Fast_Align Algorithm Aligner
This is an algorithmic aligner based on the paper Aligning English Strings with Abstract Meaning Representation Graphs. The code is based on the ISI aligner code. A copy of that project can be found here. The project makes use of original pre/post-processing code but replaces the use of the mgiza app with fast_align. The bash scripts have been converted to python and a new "inference" step allows for pre-trained parameters to be used during run-time operation.
To use the code you will need to install and compile the C++ code for fast_align.
The compile process will produce binaries for fast_align
and atools
in the same directory.
Put these in your path or you can set the environment variable FABIN_DIR
to their directory.
The aligner/fast_align binaries work under both Windows and Linux.
The aligner comes with pre-trained parameters that are included in a tar.gz file in the project.

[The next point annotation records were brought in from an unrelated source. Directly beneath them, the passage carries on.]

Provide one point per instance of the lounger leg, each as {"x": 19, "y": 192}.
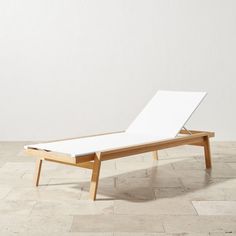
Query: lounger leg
{"x": 95, "y": 177}
{"x": 37, "y": 171}
{"x": 207, "y": 152}
{"x": 155, "y": 155}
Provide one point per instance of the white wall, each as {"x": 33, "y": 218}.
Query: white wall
{"x": 76, "y": 67}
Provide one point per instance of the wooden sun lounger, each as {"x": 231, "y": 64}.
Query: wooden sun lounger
{"x": 140, "y": 137}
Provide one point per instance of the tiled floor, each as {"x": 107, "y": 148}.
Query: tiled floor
{"x": 136, "y": 195}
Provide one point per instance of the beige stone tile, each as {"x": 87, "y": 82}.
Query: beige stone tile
{"x": 53, "y": 224}
{"x": 41, "y": 193}
{"x": 19, "y": 207}
{"x": 117, "y": 223}
{"x": 140, "y": 234}
{"x": 232, "y": 165}
{"x": 79, "y": 207}
{"x": 12, "y": 224}
{"x": 199, "y": 224}
{"x": 169, "y": 192}
{"x": 189, "y": 165}
{"x": 170, "y": 182}
{"x": 230, "y": 194}
{"x": 205, "y": 194}
{"x": 223, "y": 234}
{"x": 157, "y": 207}
{"x": 215, "y": 207}
{"x": 4, "y": 190}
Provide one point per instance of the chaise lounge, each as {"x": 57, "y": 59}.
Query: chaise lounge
{"x": 160, "y": 125}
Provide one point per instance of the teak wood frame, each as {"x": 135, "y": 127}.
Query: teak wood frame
{"x": 93, "y": 161}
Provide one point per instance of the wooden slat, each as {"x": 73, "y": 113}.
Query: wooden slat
{"x": 155, "y": 155}
{"x": 207, "y": 152}
{"x": 149, "y": 147}
{"x": 37, "y": 171}
{"x": 95, "y": 176}
{"x": 87, "y": 165}
{"x": 210, "y": 134}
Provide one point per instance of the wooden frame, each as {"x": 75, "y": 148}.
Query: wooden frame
{"x": 93, "y": 161}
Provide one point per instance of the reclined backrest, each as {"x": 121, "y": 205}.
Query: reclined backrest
{"x": 166, "y": 113}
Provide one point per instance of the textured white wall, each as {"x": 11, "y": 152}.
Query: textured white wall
{"x": 69, "y": 68}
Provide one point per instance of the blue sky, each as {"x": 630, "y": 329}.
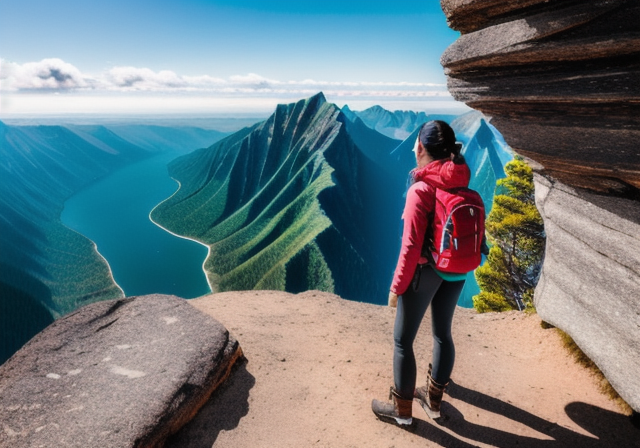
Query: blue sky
{"x": 217, "y": 56}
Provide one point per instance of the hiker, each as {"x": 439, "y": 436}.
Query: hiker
{"x": 417, "y": 283}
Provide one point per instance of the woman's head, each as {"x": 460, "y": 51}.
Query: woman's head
{"x": 438, "y": 140}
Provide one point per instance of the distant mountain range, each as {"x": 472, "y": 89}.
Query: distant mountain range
{"x": 46, "y": 269}
{"x": 398, "y": 125}
{"x": 310, "y": 198}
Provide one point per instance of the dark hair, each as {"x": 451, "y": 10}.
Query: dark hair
{"x": 439, "y": 140}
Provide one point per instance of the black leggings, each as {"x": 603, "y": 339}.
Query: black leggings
{"x": 427, "y": 287}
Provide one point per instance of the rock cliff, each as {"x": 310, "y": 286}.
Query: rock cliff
{"x": 560, "y": 80}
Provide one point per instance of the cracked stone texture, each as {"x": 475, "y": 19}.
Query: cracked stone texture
{"x": 559, "y": 80}
{"x": 122, "y": 373}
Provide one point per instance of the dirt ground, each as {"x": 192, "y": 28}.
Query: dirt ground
{"x": 315, "y": 362}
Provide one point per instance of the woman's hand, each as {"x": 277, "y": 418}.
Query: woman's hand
{"x": 393, "y": 299}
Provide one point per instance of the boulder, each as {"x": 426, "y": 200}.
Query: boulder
{"x": 120, "y": 373}
{"x": 588, "y": 281}
{"x": 559, "y": 80}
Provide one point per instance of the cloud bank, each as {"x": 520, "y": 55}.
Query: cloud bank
{"x": 57, "y": 75}
{"x": 40, "y": 87}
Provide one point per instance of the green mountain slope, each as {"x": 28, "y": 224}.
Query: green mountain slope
{"x": 279, "y": 205}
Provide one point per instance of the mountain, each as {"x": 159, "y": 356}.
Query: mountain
{"x": 280, "y": 205}
{"x": 311, "y": 198}
{"x": 46, "y": 269}
{"x": 398, "y": 125}
{"x": 165, "y": 138}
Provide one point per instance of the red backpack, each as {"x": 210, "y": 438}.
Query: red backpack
{"x": 458, "y": 230}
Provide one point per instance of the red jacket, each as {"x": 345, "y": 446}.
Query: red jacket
{"x": 419, "y": 206}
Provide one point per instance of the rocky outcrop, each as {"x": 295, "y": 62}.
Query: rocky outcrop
{"x": 120, "y": 373}
{"x": 560, "y": 80}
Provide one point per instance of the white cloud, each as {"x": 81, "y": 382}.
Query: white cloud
{"x": 149, "y": 89}
{"x": 48, "y": 74}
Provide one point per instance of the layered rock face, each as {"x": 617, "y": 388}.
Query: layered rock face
{"x": 560, "y": 79}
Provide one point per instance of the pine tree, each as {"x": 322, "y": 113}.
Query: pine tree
{"x": 516, "y": 235}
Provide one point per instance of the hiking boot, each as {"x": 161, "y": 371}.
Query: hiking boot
{"x": 398, "y": 411}
{"x": 430, "y": 396}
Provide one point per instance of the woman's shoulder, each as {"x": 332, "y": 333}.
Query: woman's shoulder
{"x": 422, "y": 192}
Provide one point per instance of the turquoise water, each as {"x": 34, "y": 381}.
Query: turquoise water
{"x": 144, "y": 258}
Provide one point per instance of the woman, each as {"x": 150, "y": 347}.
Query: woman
{"x": 417, "y": 283}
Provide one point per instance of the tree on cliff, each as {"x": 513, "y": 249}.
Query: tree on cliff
{"x": 516, "y": 236}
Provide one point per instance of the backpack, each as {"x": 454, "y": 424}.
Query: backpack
{"x": 457, "y": 230}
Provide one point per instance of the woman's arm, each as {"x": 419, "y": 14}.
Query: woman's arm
{"x": 418, "y": 206}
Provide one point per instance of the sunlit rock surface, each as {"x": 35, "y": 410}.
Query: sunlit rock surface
{"x": 560, "y": 81}
{"x": 117, "y": 373}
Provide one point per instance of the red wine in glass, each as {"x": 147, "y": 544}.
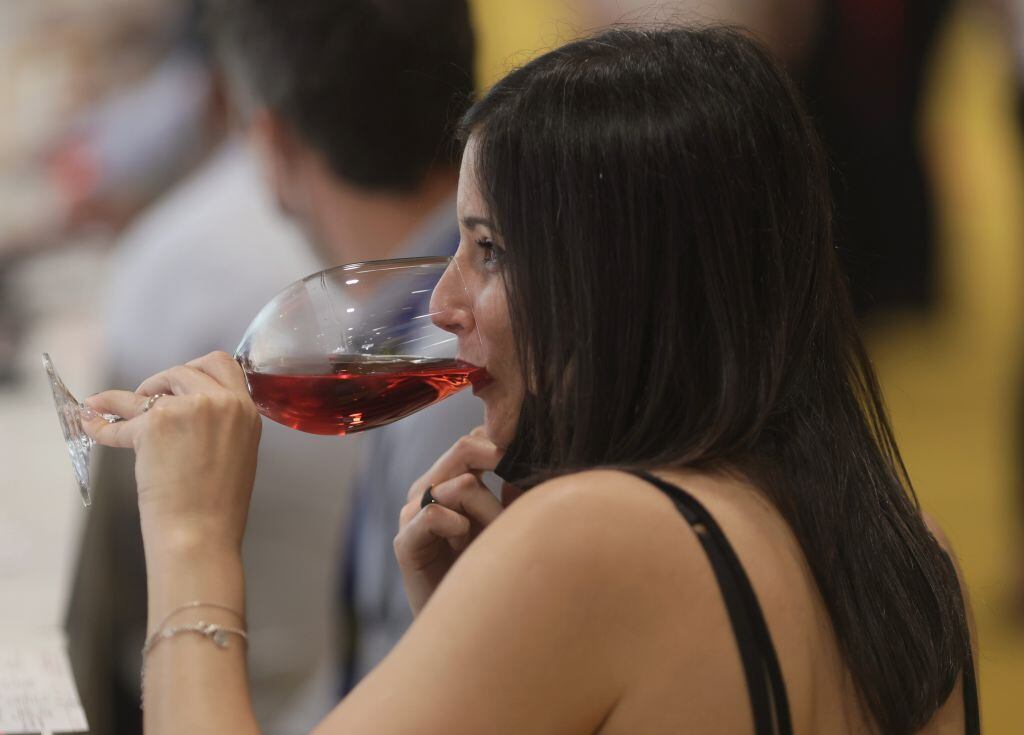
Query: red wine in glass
{"x": 343, "y": 350}
{"x": 351, "y": 393}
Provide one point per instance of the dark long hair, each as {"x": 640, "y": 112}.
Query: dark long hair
{"x": 677, "y": 302}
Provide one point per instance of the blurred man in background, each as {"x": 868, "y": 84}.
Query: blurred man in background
{"x": 349, "y": 110}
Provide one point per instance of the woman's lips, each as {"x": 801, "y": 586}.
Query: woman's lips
{"x": 479, "y": 380}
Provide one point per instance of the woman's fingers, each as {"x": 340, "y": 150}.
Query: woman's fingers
{"x": 120, "y": 402}
{"x": 470, "y": 454}
{"x": 179, "y": 381}
{"x": 417, "y": 543}
{"x": 223, "y": 369}
{"x": 466, "y": 494}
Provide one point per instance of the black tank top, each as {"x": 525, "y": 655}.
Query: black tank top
{"x": 769, "y": 703}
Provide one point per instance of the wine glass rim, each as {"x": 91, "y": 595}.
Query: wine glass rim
{"x": 382, "y": 264}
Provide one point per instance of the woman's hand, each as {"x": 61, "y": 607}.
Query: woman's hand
{"x": 196, "y": 451}
{"x": 431, "y": 538}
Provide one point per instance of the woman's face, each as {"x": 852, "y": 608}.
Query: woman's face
{"x": 478, "y": 314}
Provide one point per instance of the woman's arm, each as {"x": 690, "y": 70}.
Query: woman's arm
{"x": 196, "y": 459}
{"x": 540, "y": 627}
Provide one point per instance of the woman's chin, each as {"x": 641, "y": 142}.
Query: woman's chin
{"x": 498, "y": 427}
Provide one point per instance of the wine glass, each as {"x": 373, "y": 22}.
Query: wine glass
{"x": 343, "y": 350}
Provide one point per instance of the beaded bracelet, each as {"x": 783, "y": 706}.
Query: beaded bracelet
{"x": 217, "y": 634}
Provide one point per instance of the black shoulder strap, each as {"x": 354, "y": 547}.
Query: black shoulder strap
{"x": 764, "y": 677}
{"x": 972, "y": 714}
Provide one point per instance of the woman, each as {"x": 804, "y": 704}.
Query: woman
{"x": 647, "y": 249}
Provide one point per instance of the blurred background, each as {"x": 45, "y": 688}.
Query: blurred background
{"x": 109, "y": 105}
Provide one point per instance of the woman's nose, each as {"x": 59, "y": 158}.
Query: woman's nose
{"x": 451, "y": 303}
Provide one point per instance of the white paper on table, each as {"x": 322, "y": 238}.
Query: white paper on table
{"x": 37, "y": 688}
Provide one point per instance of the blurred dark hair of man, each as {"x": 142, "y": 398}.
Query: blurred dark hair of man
{"x": 352, "y": 104}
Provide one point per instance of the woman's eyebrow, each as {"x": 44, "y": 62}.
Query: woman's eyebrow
{"x": 471, "y": 222}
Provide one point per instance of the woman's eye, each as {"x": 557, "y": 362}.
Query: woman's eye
{"x": 492, "y": 253}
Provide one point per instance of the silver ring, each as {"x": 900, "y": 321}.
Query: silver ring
{"x": 151, "y": 400}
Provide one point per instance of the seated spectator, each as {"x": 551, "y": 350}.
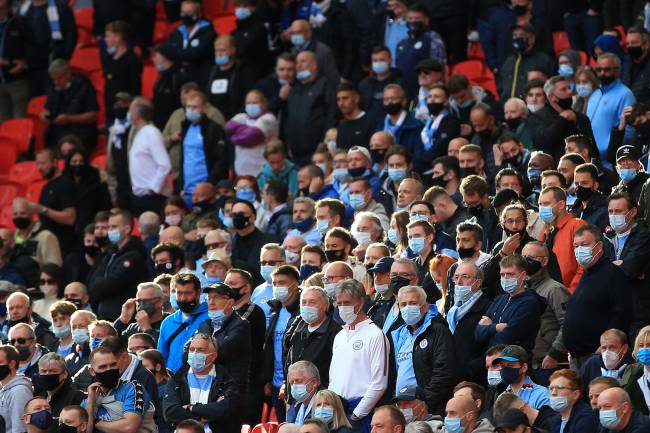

The first time the aligner is run, it will un-tar the files in amrlib/data/model_aligner_faa/
.
If you'd like to train, or just test the aligner, see the scripts in the FAA_Aligner scripts directory You can run these in order to create a new model and test it. Each script will complete in just a few seconds. Note that the scripts are setup to use LDC2014T12 (AMR-1), since these are what the test hand-alignments are made from.
Usage
To use the aligner you should have a list of sentences and an amr graphs, in string format.
Example aligner usage
from amrlib.alignments.faa_aligner import FAA_Aligner
inference = FAA_Aligner()
amr_surface_aligns, alignment_strings = inference.align_sents(sents, graph_strings)
print(alignment_strings)
The code returns the original amr graphs with surface alignments added and a list of alignment strings in ISI (not JAMR) format.
!! Note that the input sents
need to be space tokenized strings.
Performance
Score of the FAA_Aligner against the gold ISI hand alignments for LDC2014T12 **1
Dev scores Precision: 89.30 Recall: 78.20 F1: 83.38
Test scores Precision: 86.03 Recall: 79.00 F1: 82.37
**1 Note that these scores are obtained during training. When scoring with only the test/dev sets and using pre-trained parameters, the scores vary slightly (less than 0.5) from the original.